FEDERATION’S END II: THE WITCHING HOUR
by E. L. Zimmerman
CHAPTER TWENTY
Nodding viciously at the lifeless, silver object she had deposited on the conference room table moments ago, B’Elanna Torres placed her hands victoriously on her firm hips. “What you’re looking at is, by my best estimates, an energy distribution inhibitor. My guess is that it we owe our compliments for its invention to the all-powerful, the all-knowing … the One.” Triumphantly, she then brushed her hands together vigorously, freeing her delicate fingers of the dust and debris that had collected.

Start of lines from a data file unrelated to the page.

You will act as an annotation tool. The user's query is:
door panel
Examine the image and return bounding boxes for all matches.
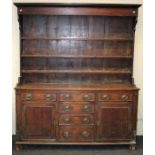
[22,104,55,139]
[97,102,131,141]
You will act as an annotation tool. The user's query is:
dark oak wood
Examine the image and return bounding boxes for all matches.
[15,3,139,150]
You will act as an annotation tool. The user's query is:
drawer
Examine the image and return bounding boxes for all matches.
[59,126,94,142]
[59,102,94,113]
[60,92,95,101]
[97,92,133,102]
[21,91,56,101]
[59,114,94,125]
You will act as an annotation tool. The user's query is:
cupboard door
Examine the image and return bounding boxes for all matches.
[21,104,55,139]
[97,102,132,141]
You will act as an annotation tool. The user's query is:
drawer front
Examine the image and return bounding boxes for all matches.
[97,92,133,102]
[59,102,94,114]
[59,114,94,125]
[21,91,56,102]
[60,92,95,101]
[59,126,94,142]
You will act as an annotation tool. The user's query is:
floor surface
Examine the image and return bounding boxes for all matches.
[12,137,143,155]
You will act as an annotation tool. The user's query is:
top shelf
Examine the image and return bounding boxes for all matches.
[21,36,133,41]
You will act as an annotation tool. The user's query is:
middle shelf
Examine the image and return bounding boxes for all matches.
[22,68,131,74]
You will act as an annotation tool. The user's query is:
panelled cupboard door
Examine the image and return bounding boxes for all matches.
[21,103,55,139]
[96,102,132,141]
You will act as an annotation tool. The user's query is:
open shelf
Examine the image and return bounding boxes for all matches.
[21,52,132,59]
[21,35,133,41]
[22,68,131,74]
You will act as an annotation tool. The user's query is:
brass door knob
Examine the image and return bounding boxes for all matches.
[82,130,89,138]
[82,117,90,123]
[64,105,71,110]
[83,95,91,101]
[121,94,129,101]
[64,117,71,123]
[45,94,53,101]
[63,94,71,100]
[25,93,32,100]
[63,131,71,138]
[83,105,90,112]
[102,94,109,101]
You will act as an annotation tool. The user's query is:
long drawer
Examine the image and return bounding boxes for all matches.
[60,91,95,101]
[21,90,57,101]
[59,126,95,142]
[59,114,95,125]
[59,102,94,114]
[97,91,133,102]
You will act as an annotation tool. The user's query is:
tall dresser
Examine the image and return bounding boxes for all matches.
[15,3,139,149]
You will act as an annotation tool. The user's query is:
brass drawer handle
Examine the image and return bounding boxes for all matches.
[83,105,90,112]
[64,117,71,123]
[25,93,32,100]
[64,105,71,111]
[82,117,90,123]
[83,95,91,101]
[63,94,71,100]
[102,95,109,101]
[45,94,53,101]
[121,94,129,101]
[63,131,71,138]
[82,130,89,138]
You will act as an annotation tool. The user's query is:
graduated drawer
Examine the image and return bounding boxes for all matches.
[59,114,94,125]
[59,126,94,142]
[60,92,95,101]
[59,102,94,113]
[21,91,56,101]
[97,91,133,102]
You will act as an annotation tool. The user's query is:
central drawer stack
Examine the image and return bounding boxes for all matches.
[58,92,95,142]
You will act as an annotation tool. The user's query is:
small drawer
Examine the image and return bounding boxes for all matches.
[60,92,95,101]
[59,115,94,125]
[97,92,133,102]
[21,91,56,101]
[59,126,94,142]
[59,102,94,113]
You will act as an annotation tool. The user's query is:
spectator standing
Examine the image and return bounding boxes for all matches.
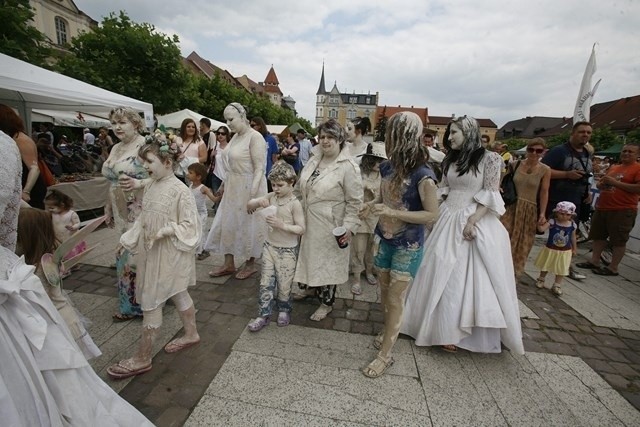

Dumbfounded, the gathered senior staff stared at the glossy, half-meter, saucer-shaped instrument of chaos B’Elanna had hand-delivered. Surprisingly small for its destructive potential, the inhibitor bore a digital interface, one that displayed a long series of glowing blue characters … some letters, some numbers, some shapes. Clearly, Janeway concluded, it was encoded, somehow, and the character string could either be an initiation command or a deactivation sequence. A ridge of tiny black nodules laced the interface, fixed into the saucer’s center plating, showing receptor slots that obviously the half-Klingon engineer had dealt with by unplugging the unit from wherever she found it in one of the chambers housed in the sprawling, failing Generatrix.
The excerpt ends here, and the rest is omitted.